Nova Scotia's human rights watchdog has hired a leading Canadian expert from Ontario to study how Halifax police use street checks.

Halifax police say street checks are used to record suspicious activity in public, sometimes by stopping and questioning a member of the public. Other times, street checks involve making observations at a distance.

Using street check data provided by police, CBC News calculated last January that black Haligonians are 3.1 times more likely to be street checked than white people in the city.

Arab and West Asian people are 1.9 times more likely to be stopped than white people.

The head of the Nova Scotia Human Rights Commission, Christine Hanson, has hired criminologist Scot Wortley to address allegations of racial profiling in the context of police street checks.

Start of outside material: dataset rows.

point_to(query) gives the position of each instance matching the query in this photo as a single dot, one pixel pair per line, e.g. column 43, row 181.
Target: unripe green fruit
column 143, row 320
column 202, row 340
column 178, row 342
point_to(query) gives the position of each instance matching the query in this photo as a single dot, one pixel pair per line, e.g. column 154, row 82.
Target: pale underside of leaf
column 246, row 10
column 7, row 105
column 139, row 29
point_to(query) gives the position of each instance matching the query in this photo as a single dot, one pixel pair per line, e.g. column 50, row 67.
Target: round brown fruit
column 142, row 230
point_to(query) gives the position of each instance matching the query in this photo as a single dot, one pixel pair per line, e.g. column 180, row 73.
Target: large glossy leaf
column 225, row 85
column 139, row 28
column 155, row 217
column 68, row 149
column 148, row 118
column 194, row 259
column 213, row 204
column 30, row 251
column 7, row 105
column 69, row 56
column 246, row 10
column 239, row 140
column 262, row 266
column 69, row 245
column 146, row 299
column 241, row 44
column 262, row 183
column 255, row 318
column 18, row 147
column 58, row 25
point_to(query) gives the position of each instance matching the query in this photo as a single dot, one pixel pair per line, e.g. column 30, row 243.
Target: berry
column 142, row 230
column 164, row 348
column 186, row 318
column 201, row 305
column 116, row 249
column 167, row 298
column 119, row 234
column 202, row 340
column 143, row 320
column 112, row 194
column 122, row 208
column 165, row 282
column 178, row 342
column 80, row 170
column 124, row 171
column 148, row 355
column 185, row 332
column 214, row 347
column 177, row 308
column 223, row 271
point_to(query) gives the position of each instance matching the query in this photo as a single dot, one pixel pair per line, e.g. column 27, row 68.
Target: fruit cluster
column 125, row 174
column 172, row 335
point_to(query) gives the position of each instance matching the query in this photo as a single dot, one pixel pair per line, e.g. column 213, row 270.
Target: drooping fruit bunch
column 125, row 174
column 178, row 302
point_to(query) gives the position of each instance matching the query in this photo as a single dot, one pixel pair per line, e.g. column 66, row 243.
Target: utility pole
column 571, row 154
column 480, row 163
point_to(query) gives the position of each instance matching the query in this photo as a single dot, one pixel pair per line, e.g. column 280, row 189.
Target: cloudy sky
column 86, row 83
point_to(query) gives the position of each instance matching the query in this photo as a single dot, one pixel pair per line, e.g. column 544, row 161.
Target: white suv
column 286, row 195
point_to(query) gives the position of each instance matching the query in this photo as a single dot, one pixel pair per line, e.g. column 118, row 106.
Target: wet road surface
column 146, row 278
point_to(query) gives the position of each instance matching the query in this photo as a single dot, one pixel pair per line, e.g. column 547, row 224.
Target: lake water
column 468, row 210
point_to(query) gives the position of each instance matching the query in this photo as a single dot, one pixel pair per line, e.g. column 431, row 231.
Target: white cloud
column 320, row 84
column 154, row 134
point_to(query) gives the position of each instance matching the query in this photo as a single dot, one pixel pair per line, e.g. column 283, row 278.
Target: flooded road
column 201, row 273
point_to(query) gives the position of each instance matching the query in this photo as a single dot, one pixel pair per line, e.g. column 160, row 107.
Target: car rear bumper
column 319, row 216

Wortley was involved in a pioneering study of street checks in Kingston, Ont., in 2005 that showed black people were 3.7 times more likely to be stopped by police than their white counterparts. He has a doctorate in sociology and has been a professor at the centre for criminology at University of Toronto since 1996.

'Groundbreaking endeavour'

Street check issues are not unique to Halifax, but are debated across Canada and the U.S. as "one of the most contentious, controversial issues in law enforcement," Wortley told the police board Monday.

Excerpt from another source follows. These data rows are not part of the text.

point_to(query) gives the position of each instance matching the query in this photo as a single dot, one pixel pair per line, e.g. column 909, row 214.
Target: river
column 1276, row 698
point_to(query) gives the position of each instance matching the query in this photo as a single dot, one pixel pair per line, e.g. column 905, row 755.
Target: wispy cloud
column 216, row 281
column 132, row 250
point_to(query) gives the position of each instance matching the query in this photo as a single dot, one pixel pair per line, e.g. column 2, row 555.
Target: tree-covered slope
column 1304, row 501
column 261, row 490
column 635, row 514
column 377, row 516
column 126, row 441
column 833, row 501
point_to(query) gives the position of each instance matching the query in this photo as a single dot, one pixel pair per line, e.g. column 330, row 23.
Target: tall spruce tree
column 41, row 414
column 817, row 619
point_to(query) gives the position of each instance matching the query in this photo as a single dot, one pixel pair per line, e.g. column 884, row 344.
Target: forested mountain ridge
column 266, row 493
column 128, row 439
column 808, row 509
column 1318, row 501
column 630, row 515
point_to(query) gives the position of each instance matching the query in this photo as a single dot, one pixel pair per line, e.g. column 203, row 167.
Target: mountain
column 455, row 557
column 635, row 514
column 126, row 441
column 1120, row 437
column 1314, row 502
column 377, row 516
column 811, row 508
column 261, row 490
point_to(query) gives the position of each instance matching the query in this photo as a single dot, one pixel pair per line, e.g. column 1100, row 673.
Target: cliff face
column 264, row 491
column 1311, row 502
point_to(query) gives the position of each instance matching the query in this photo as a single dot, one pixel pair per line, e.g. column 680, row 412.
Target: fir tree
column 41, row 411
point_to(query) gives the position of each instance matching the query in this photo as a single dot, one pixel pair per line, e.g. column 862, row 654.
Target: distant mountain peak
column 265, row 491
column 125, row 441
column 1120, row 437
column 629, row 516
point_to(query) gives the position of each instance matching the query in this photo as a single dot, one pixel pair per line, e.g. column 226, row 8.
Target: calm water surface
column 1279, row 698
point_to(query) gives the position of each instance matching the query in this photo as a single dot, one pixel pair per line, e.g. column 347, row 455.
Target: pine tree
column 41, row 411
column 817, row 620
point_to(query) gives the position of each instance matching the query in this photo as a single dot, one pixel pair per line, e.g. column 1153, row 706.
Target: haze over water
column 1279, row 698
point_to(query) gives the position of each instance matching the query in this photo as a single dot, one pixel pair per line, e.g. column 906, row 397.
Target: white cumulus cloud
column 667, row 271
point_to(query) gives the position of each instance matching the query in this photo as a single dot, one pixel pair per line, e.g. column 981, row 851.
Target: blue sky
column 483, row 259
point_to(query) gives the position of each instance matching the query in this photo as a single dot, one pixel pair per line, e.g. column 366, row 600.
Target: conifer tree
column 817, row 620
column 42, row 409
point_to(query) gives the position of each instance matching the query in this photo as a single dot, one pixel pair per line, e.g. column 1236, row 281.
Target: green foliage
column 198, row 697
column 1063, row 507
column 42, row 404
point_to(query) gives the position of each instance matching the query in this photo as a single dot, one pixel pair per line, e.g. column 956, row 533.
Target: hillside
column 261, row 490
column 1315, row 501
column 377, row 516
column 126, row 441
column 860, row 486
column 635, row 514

He said his analysis will be "a groundbreaking endeavour" in Canada, but cautioned that results won't come quickly.

street checks nova scotia rcmp and halifax regional police

"[It is] bringing together two very different, polarized views, addressing views from law enforcement, on the one side, who may feel indignant and defensive with respect to allegations of racial bias," he said, "and the perspective of some leading community members who feel that racial bias dominates all interactions."

The criminologist will first review existing studies of police checks in other Canadian and American police departments. Wortley said it will take weeks to explore the existing street check data and see how it could be linked to other police records and demographic information.

"We've got to find a way of exploring the data and providing objective concrete information on what's happening out there," he said. "Creating policies that can help reduce racism in society and racial profiling within law enforcement, but also evaluating the effectiveness of those policies."

'Very helpful'

"There are police officers who view the information that they've put into the data banks as being something that is very optimal and very helpful," Halifax Regional Police Chief Jean-Michel Blais said Monday.

Wortley said he hopes to hold some form of public meetings to collect views from the community. A wide public survey about attitudes to police would be helpful, Wortley said, but perhaps not possible due to budget constraints.

Criminologist Scot Wortley

Criminologist Scot Wortley was involved in a pioneering study of street checks in Kingston, Ont., in 2005. (Pam Berman/CBC)

Police board commissioner Tony Mancini said he's concerned to hear that funding could limit the scope of Wortley's study.

Report, recommendations coming

Board commissioner Carlos Beals, also an anti-poverty activist and youth worker, said he hopes the study will address concerns on all side.

"Making sure that everyone in the city is being treated fairly, and that they are perceived to be treated fairly," he said.

A lifelong resident of North Dartmouth, Beals has had experience with police checks.

"I think just being an African-Nova Scotian male in this city, that my interactions with police have not been the best," he said. "Given my current work, I don't get pulled over on a daily basis, or I don't have that much interaction with police. But that's not to say that folks who live in these communities aren't having different experiences than I have."

Chief Jean-Michel Blais

Halifax Regional Police Chief Jean-Michel Blais has said he expects new policies on street checks to be in place this fall. (Pam Berman/CBC)

Wortley said his recommendations could include a nuanced analysis of how street checks affect Haligonians of various racial backgrounds.

He also said it's important to talk to police about how street checks contribute to public safety.

Wortley's final report will include recommendations that will balance how street checks affect quality of life for minorities in Halifax with public safety issues, he said.

Chief Blais has said he expects new policies on street checks to be in place this fall.